Abstract PL05-02: Synthetic Lethal Interaction between Homologous Recombination Repair and POLQ-mediated Alternative End-Joining

Abstract

Abstract Large-scale genomic studies have shown that half of epithelial ovarian cancers (EOCs) have alterations in genes regulating homologous recombination (HR) repair. Loss of HR accounts for the genomic instability and replicative stress of EOCs and for their cellular hyperdependence on alternative poly-ADP ribose polymerase (PARP)-mediated DNA repair mechanisms. Previous studies have implicated the DNA polymerase POLQ in an error-prone pathway required for the repair of DNA double-strand breaks, referred to as alternative endjoining (alt-EJ). In Drosophila melanogaster and Caenorhabditis elegans, POLQ functions in alt-EJ and in the maintenance of genome stability at sites of G-quadruplex structures. Whether POLQ interacts with canonical DNA repair pathways to prevent genomic instability at stalled replication forks remains unknown. We have recently demonstrated an inverse correlation between HR activity and POLQ expression in EOCs (Ceccaldi R. et al, Nature, 518: 258-262, 2015). While knockdown of POLQ in HR-proficient cells upregulates HR activity and RAD51 nucleofilament assembly, knockdown of POLQ in HR-deficient EOCs results in enhanced cell death.

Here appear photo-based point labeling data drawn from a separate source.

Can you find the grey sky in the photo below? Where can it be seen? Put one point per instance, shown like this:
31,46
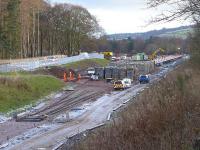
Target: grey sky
120,16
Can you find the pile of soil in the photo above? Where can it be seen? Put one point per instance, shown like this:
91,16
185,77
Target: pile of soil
55,71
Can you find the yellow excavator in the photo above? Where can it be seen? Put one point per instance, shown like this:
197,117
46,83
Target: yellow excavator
154,54
107,55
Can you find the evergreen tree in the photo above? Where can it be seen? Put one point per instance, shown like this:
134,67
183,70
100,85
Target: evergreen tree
13,27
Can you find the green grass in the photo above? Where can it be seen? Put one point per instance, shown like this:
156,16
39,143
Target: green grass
87,63
19,89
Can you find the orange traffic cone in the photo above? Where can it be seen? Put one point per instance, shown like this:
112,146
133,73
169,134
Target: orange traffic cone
65,76
79,76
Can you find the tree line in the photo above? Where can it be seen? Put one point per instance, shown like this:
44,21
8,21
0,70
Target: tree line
171,45
35,28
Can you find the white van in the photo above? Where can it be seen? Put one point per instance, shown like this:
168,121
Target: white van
126,82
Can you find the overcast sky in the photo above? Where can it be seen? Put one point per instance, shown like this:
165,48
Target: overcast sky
122,16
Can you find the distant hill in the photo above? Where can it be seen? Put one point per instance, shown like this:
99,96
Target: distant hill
180,32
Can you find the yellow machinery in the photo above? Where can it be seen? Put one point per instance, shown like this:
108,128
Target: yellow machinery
107,55
118,85
154,54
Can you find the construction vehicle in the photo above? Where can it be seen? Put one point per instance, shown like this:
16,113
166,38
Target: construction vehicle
122,84
94,77
118,85
107,55
144,79
126,82
154,54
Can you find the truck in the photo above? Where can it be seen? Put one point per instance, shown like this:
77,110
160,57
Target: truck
144,79
122,84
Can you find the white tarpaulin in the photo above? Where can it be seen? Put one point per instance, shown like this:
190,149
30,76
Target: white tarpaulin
34,64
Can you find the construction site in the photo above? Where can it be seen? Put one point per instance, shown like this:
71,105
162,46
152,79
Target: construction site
88,94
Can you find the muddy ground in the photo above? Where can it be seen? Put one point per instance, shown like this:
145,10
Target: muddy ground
82,88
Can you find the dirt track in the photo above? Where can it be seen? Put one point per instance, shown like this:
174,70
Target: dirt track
85,91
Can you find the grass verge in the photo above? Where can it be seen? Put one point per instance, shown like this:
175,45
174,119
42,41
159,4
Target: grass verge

Consistent with these results, genetic inactivation of an HR gene (Fancd2) and Polq in mice results in embryonic lethality. Moreover, POLQ contains a repeat of RAD51 binding motifs, and it blocks D-loop formation and recombination. Taken together, these results reveal a synthetic lethal relationship between the HR pathway and POLQ-mediated alternative end-joining in EOCs, and identify POLQ as a novel druggable target for ovarian cancer therapy. Citation Format: Alan D. D'Andrea. Synthetic Lethal Interaction between Homologous Recombination Repair and POLQ-mediated Alternative End-Joining. [abstract]. In: Proceedings of the AACR-NCI-EORTC International Conference: Molecular Targets and Cancer Therapeutics; 2015 Nov 5-9; Boston, MA. Philadelphia (PA): AACR; Mol Cancer Ther 2015;14(12 Suppl 2):Abstract nr PL05-02.